Cleaning up both you get this:
decListRange(1, []) :- !.
decListRange(X, [H|Rest]) :-
X > 1,
H is X-1,
decListRange(H, Rest).
Edit 2: a clpfd implementation
:- use_module(library(clpfd)).
declist(N, L) :- N == 1, !, L = []. % green cut
declist(1, []).
declist(N, [N1|Ns]) :-
N #> 1,
N1 #= N - 1,
declist(N1, Ns).
This one has the properties #false mentions below in the comments:
?- declist(3, L).
L = [2, 1] ;
false.
?- declist(3, [2,1]).
true ;
false.
?- declist(N, [3,2,1]).
N = 4.
?- declist(N, X).
N = 1,
X = [] ;
N = 2,
X = [1] ;
N = 3,
X = [2, 1] ;
N = 4,
X = [3, 2, 1] ;
N = 5,
X = [4, 3, 2, 1] .
Edit: a short interlude on the difference between = and is.

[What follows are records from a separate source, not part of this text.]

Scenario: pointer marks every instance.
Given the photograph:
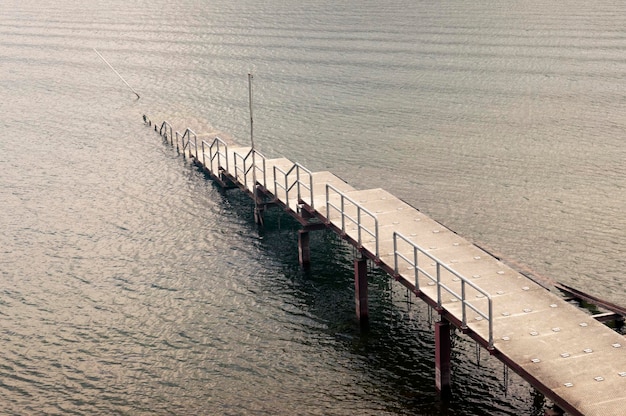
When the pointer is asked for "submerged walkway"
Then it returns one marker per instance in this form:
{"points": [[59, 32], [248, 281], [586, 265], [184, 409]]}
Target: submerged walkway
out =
{"points": [[575, 361]]}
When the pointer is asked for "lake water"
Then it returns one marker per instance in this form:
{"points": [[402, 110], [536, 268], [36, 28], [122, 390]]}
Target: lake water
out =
{"points": [[130, 284]]}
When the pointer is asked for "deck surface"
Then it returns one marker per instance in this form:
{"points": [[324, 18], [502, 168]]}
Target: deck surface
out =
{"points": [[551, 343]]}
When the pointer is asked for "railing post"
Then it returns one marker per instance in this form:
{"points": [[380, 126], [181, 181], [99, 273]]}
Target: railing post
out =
{"points": [[438, 285]]}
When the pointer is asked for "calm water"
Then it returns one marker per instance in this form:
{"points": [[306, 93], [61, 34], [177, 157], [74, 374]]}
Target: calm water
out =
{"points": [[130, 284]]}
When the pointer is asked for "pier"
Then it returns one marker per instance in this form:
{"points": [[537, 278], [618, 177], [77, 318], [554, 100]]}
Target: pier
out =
{"points": [[565, 353]]}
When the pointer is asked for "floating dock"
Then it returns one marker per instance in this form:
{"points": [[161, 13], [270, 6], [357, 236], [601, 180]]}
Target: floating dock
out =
{"points": [[566, 354]]}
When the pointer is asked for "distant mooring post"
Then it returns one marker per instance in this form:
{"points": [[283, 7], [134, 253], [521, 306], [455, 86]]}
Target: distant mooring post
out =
{"points": [[258, 214]]}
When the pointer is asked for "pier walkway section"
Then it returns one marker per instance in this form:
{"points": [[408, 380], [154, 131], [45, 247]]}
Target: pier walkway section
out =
{"points": [[574, 360]]}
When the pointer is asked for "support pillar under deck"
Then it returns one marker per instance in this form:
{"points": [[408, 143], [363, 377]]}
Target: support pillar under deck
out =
{"points": [[443, 353], [360, 290], [304, 250]]}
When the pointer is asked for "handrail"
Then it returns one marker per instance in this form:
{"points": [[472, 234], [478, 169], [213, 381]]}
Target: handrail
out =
{"points": [[413, 262], [298, 183], [188, 133], [215, 153], [245, 169], [165, 125], [357, 221]]}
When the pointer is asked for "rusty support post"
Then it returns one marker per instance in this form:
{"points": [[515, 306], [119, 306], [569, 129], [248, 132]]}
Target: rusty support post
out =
{"points": [[360, 290], [443, 353], [304, 250], [259, 208]]}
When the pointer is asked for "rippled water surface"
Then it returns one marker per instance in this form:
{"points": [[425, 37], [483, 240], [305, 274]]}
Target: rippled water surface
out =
{"points": [[131, 284]]}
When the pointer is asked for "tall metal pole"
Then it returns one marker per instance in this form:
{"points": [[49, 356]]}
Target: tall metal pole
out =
{"points": [[257, 213]]}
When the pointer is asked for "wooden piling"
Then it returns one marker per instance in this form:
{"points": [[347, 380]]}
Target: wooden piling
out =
{"points": [[360, 290], [443, 350]]}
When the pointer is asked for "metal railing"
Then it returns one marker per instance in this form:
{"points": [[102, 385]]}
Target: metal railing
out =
{"points": [[165, 127], [358, 221], [189, 143], [440, 269], [218, 150], [248, 166], [298, 183]]}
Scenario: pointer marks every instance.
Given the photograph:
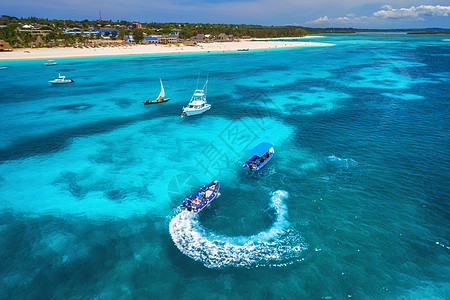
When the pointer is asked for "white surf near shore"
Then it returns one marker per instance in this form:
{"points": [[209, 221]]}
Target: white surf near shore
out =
{"points": [[277, 244], [52, 53]]}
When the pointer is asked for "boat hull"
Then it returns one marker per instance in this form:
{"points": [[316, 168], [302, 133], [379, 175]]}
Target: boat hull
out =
{"points": [[194, 204], [62, 82], [156, 101], [260, 166], [196, 111]]}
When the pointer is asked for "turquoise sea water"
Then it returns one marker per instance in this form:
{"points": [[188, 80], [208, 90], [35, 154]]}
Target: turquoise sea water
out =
{"points": [[355, 203]]}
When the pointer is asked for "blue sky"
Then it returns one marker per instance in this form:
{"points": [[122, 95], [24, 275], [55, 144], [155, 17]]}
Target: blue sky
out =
{"points": [[312, 13]]}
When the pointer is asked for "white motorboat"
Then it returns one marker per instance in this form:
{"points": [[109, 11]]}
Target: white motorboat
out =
{"points": [[198, 104], [51, 62], [61, 80]]}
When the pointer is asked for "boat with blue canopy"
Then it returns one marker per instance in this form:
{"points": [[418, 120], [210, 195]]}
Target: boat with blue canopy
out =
{"points": [[201, 198], [61, 80], [262, 154]]}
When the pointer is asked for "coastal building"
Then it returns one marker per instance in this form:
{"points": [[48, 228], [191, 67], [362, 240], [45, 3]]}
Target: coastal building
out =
{"points": [[201, 38], [160, 39], [107, 33], [225, 38], [168, 39], [189, 43], [5, 46], [139, 25], [175, 32], [150, 40]]}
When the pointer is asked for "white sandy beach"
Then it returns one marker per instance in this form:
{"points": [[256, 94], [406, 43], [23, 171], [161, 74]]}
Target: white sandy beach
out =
{"points": [[50, 53]]}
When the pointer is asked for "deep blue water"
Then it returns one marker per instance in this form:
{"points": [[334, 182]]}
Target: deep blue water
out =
{"points": [[355, 203]]}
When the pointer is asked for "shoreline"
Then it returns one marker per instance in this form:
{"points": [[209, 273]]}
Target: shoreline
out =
{"points": [[70, 52]]}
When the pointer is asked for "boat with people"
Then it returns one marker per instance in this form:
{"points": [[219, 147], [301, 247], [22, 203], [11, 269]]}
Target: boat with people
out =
{"points": [[201, 198], [198, 104], [50, 62], [61, 80], [160, 98], [262, 154]]}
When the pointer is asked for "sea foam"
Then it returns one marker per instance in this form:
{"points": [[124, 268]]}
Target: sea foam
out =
{"points": [[278, 243]]}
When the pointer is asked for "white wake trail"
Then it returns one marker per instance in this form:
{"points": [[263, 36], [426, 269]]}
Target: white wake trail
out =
{"points": [[278, 243]]}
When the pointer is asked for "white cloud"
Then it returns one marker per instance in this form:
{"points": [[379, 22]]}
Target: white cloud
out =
{"points": [[413, 12], [388, 12]]}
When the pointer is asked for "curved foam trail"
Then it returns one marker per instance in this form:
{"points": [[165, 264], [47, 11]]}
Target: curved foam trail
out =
{"points": [[278, 243]]}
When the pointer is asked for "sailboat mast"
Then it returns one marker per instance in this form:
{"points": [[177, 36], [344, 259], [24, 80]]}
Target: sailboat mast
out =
{"points": [[161, 94]]}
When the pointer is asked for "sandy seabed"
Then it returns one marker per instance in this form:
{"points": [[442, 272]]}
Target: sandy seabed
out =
{"points": [[50, 53]]}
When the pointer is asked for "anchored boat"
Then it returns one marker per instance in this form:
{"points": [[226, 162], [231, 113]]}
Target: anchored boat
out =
{"points": [[201, 198], [198, 104], [160, 97], [61, 80], [262, 154], [51, 62]]}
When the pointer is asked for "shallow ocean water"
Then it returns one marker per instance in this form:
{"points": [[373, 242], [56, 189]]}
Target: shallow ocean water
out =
{"points": [[355, 203]]}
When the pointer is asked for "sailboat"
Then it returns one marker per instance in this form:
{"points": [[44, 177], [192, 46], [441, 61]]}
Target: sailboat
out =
{"points": [[198, 104], [160, 97]]}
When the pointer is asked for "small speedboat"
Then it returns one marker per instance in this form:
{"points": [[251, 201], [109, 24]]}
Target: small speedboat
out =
{"points": [[51, 62], [61, 80], [201, 198], [262, 154], [160, 97], [198, 104]]}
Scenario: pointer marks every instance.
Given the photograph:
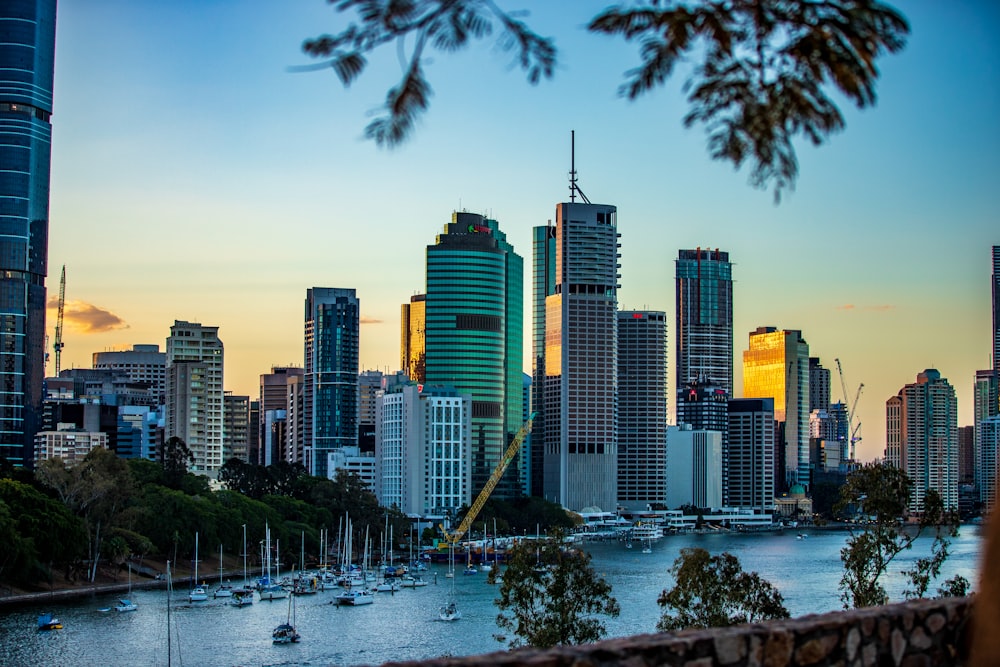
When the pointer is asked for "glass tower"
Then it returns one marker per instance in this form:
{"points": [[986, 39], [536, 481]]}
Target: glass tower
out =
{"points": [[474, 310], [704, 335], [27, 61], [330, 393]]}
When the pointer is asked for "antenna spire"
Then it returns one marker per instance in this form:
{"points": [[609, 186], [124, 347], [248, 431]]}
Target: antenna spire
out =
{"points": [[574, 188]]}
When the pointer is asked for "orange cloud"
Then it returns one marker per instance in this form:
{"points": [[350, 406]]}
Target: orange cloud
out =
{"points": [[85, 317]]}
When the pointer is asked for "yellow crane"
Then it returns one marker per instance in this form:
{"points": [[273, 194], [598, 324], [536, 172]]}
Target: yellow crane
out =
{"points": [[454, 536]]}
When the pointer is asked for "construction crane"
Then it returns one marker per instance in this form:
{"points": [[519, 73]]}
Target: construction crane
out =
{"points": [[57, 344], [454, 536], [852, 428]]}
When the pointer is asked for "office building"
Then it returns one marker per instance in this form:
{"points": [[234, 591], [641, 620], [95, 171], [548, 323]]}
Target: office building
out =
{"points": [[752, 431], [922, 437], [643, 398], [194, 394], [581, 360], [694, 470], [704, 333], [421, 449], [413, 345], [776, 365], [330, 391], [474, 332], [27, 51], [543, 283]]}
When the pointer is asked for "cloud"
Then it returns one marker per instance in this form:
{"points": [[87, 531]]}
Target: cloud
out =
{"points": [[83, 317]]}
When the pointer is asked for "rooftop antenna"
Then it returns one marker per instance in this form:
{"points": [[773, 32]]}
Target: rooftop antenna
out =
{"points": [[574, 188]]}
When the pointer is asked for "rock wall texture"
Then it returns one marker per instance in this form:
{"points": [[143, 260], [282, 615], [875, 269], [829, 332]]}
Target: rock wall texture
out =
{"points": [[920, 633]]}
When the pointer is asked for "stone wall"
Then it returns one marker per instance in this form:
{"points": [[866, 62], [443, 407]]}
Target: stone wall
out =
{"points": [[920, 633]]}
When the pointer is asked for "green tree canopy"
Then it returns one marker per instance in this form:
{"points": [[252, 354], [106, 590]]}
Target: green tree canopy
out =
{"points": [[761, 72], [714, 591], [550, 595]]}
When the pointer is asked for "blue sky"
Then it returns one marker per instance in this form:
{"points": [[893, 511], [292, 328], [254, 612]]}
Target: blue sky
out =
{"points": [[196, 177]]}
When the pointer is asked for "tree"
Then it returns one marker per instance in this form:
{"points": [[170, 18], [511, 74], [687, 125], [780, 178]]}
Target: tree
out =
{"points": [[880, 493], [714, 591], [175, 458], [760, 70], [551, 596]]}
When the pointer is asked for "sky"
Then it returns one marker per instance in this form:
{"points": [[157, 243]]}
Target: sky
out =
{"points": [[197, 175]]}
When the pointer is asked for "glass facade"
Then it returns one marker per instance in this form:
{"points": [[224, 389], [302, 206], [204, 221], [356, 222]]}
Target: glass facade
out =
{"points": [[330, 410], [27, 55], [474, 336], [704, 335]]}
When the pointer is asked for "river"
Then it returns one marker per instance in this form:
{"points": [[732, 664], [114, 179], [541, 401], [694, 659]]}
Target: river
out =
{"points": [[404, 625]]}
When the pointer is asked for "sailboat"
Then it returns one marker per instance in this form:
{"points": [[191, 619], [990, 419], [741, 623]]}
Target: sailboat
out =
{"points": [[243, 596], [450, 612], [224, 590], [286, 632], [125, 603], [197, 593]]}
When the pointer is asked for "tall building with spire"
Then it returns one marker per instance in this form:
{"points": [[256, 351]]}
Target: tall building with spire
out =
{"points": [[776, 365], [704, 329], [330, 377], [922, 437], [474, 328], [27, 51], [581, 357]]}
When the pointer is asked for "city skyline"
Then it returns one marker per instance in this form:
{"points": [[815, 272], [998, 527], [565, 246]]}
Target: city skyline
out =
{"points": [[193, 179]]}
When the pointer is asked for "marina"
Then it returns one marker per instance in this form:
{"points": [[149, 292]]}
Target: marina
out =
{"points": [[407, 624]]}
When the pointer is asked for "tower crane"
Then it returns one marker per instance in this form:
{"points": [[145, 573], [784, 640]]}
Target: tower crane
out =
{"points": [[454, 536], [852, 428], [57, 344]]}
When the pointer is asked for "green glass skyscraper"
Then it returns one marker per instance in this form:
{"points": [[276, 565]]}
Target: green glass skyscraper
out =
{"points": [[474, 334], [27, 57]]}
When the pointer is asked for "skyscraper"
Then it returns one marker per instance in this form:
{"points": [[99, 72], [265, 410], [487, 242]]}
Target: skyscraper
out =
{"points": [[777, 366], [195, 398], [27, 51], [474, 335], [543, 283], [330, 379], [643, 398], [704, 332], [581, 360], [922, 437]]}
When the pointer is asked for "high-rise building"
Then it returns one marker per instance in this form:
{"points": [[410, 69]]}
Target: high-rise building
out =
{"points": [[996, 308], [330, 391], [819, 385], [194, 395], [421, 441], [704, 333], [543, 283], [27, 51], [643, 399], [474, 333], [143, 363], [777, 366], [273, 396], [985, 404], [413, 347], [751, 453], [581, 360], [922, 437]]}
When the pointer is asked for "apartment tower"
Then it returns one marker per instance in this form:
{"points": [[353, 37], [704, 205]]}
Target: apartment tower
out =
{"points": [[27, 51], [330, 377], [643, 398], [922, 437], [195, 397]]}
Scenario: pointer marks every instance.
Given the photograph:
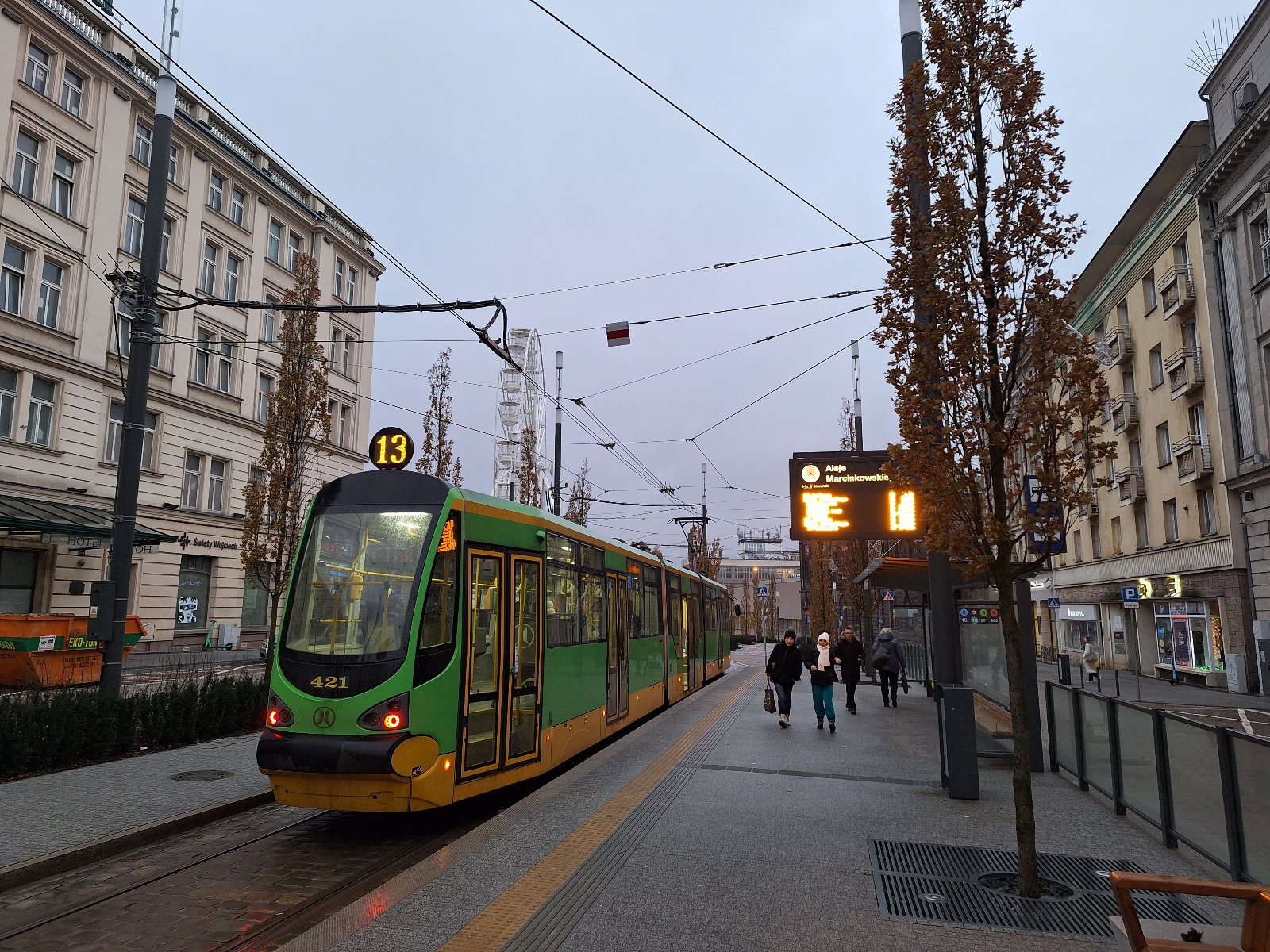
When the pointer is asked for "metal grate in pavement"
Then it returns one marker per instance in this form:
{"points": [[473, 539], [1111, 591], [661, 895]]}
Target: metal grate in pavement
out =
{"points": [[933, 882]]}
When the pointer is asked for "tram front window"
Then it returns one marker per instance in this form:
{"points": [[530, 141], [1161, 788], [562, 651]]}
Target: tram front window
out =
{"points": [[355, 583]]}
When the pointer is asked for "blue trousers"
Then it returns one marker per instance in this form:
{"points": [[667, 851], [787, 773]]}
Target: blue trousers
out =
{"points": [[822, 698]]}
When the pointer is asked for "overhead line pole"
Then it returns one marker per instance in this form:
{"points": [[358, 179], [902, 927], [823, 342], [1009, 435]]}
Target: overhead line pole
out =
{"points": [[945, 649], [111, 602]]}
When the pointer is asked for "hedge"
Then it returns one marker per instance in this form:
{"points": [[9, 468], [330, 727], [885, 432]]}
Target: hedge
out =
{"points": [[60, 729]]}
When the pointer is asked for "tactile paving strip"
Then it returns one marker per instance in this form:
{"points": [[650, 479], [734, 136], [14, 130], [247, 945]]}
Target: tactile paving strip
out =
{"points": [[933, 882]]}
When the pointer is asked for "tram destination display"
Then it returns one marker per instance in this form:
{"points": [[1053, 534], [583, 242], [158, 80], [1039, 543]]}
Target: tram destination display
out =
{"points": [[845, 494]]}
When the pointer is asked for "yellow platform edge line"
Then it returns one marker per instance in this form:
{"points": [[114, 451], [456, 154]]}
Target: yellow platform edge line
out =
{"points": [[498, 922]]}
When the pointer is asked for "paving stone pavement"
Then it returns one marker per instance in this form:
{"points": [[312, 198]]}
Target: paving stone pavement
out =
{"points": [[69, 809], [765, 847]]}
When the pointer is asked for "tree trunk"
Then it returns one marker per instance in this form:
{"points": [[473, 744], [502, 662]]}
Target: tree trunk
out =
{"points": [[1026, 816]]}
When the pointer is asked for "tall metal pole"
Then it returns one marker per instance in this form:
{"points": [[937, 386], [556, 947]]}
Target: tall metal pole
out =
{"points": [[945, 649], [114, 609], [559, 431]]}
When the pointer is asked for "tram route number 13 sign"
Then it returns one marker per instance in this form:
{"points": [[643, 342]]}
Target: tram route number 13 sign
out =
{"points": [[391, 448], [845, 494]]}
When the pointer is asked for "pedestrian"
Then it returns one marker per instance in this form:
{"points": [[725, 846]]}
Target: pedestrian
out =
{"points": [[784, 668], [1090, 657], [821, 664], [850, 653], [889, 664]]}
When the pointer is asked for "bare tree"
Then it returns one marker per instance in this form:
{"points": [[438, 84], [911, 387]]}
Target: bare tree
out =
{"points": [[436, 448], [995, 385], [296, 427]]}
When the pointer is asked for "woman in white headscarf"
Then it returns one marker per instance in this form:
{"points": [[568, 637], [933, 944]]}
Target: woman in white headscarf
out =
{"points": [[821, 664]]}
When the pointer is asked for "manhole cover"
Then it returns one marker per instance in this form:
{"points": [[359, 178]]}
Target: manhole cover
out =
{"points": [[1007, 885], [933, 882], [202, 774]]}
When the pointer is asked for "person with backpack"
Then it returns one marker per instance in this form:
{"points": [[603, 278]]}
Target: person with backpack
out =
{"points": [[784, 668], [889, 663]]}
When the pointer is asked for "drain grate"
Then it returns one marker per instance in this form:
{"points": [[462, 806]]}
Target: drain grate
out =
{"points": [[933, 882]]}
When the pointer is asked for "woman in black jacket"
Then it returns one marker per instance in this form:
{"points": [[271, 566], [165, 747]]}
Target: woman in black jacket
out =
{"points": [[784, 668], [850, 653]]}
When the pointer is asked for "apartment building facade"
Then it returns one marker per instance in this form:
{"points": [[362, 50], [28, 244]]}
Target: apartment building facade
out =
{"points": [[1164, 526], [78, 146]]}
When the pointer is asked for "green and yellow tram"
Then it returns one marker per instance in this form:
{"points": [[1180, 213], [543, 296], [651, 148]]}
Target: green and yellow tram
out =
{"points": [[437, 644]]}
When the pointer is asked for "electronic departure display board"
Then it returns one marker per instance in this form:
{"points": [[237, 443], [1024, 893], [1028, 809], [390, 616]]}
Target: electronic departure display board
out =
{"points": [[845, 494]]}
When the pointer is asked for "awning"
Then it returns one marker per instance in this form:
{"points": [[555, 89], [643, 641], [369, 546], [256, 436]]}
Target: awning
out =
{"points": [[75, 526]]}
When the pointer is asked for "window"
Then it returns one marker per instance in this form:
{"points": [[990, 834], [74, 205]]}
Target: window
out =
{"points": [[50, 295], [1164, 448], [216, 194], [273, 251], [25, 165], [13, 278], [37, 69], [216, 486], [133, 226], [114, 437], [202, 357], [141, 140], [73, 92], [233, 271], [1172, 520], [8, 401], [264, 393], [225, 367], [190, 480], [61, 197], [270, 321], [211, 262], [1206, 501], [165, 243], [1157, 366], [40, 412]]}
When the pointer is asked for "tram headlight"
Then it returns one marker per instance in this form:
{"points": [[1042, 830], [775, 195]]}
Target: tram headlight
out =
{"points": [[277, 714], [391, 715]]}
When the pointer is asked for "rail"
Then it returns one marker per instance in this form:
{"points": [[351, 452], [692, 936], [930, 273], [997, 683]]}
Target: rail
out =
{"points": [[1198, 785]]}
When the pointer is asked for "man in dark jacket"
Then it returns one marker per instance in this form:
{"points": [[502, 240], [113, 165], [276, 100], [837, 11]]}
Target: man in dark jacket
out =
{"points": [[784, 668], [850, 653], [889, 664]]}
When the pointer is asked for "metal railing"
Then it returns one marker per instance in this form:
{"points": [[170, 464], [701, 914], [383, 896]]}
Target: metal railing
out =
{"points": [[1198, 785]]}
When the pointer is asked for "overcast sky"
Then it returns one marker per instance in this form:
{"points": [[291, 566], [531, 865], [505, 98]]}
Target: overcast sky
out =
{"points": [[495, 154]]}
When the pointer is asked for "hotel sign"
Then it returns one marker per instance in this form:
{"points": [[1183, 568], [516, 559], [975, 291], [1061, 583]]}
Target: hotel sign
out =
{"points": [[841, 495]]}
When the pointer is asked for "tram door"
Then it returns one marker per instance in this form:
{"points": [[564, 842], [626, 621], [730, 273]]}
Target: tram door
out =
{"points": [[616, 701], [503, 659]]}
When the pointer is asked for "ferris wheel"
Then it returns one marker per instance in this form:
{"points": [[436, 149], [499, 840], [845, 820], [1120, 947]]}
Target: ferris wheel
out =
{"points": [[521, 408]]}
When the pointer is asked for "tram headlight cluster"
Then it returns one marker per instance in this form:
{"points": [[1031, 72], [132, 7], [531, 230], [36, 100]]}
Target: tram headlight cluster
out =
{"points": [[279, 715], [391, 715]]}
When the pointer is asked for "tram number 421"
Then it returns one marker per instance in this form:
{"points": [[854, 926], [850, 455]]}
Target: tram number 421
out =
{"points": [[330, 682], [391, 448]]}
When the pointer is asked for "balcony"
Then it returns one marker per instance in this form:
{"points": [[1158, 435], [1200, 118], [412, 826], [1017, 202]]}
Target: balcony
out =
{"points": [[1184, 371], [1124, 414], [1193, 457], [1118, 343], [1176, 290], [1132, 486]]}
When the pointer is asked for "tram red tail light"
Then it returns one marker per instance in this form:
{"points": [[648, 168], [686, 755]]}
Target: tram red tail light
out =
{"points": [[277, 714], [391, 715]]}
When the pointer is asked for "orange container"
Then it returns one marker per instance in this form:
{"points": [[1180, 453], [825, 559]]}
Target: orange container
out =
{"points": [[54, 651]]}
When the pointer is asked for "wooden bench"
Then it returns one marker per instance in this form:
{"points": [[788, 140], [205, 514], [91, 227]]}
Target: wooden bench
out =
{"points": [[992, 717], [1254, 937]]}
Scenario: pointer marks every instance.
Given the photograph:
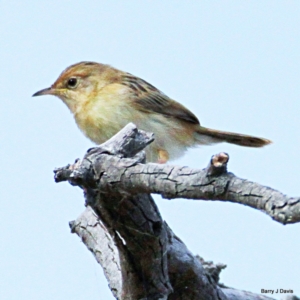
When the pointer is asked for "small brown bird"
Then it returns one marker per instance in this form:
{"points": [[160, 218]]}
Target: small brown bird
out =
{"points": [[103, 100]]}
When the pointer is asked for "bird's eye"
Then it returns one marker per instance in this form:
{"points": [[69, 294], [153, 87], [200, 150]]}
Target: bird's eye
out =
{"points": [[72, 82]]}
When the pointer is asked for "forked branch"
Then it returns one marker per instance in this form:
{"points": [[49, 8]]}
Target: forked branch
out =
{"points": [[141, 256]]}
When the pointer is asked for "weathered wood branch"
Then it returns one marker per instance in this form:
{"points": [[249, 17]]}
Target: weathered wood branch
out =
{"points": [[141, 257]]}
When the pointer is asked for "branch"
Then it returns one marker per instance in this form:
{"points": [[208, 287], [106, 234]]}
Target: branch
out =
{"points": [[142, 258]]}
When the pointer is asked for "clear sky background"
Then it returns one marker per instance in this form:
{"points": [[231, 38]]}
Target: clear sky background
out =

In procedural languages = is almost always syntax for assigning a particular value to a variable. In Prolog, variables are bindings, and once established they cannot be directly modified by reassigning the variable a different value. Instead they work more like variables in math and logic, where the variable "stands in" for interesting values, but those values are themselves basically immutable. In Prolog, = essentially asks the unification engine to establish bindings. So if you were to do something like this:
?- name(X, Y) = name(bob, tony).
Prolog responds with variable bindings:
X = bob,
Y = tony.
Once those bindings exist, contradictory bindings will fail and affirmative bindings will succeed:
?- name(X, Y) = name(bob, tony), X = bob.
X = bob,
Y = tony.
?- name(X, Y) = name(bob, tony), X = william.
false.
The unification algorithm itself doesn't know anything about arithmetic. This has the pleasant side-effect that you can use any expression raw. For instance:
?- Expr = X + 3, Z + Q = Expr.
Expr = Z+3,
X = Z,
Q = 3.
This is probably really surprising looking. You may expect that somehow Prolog was smart enough to keep the expression around because it noticed X was a variable or something, but that isn't true either:
?- X = 4, Expr = X + 3, Z + Q = Expr.
X = 4,
Expr = 4+3,
Z = 4,
Q = 3.
Another way of looking at this is that Prolog is considering + to be just another operator, so X+3 is a fact just like add(X, 3) that doesn't necessarily have any special meaning. Whichever way you look at it, the is/2 operator exists to apply arithmetic reasoning and produce a value:
?- X = 4, Expr is X + 3.
X = 4,
Expr = 7.
Notice that Expr has the computed value but none of the original structure:
?- X = 4, Expr is X + 3, Z + Q = Expr.
false.
In practice, if you need to do a lot of reasoning with arithmetic, you will want to use a library like clpfd or clpqr depending on whether you're interested in integers or reals. This library enables you to do more interesting things more easily, like specify that an equation holds for values in a certain range and get those values out.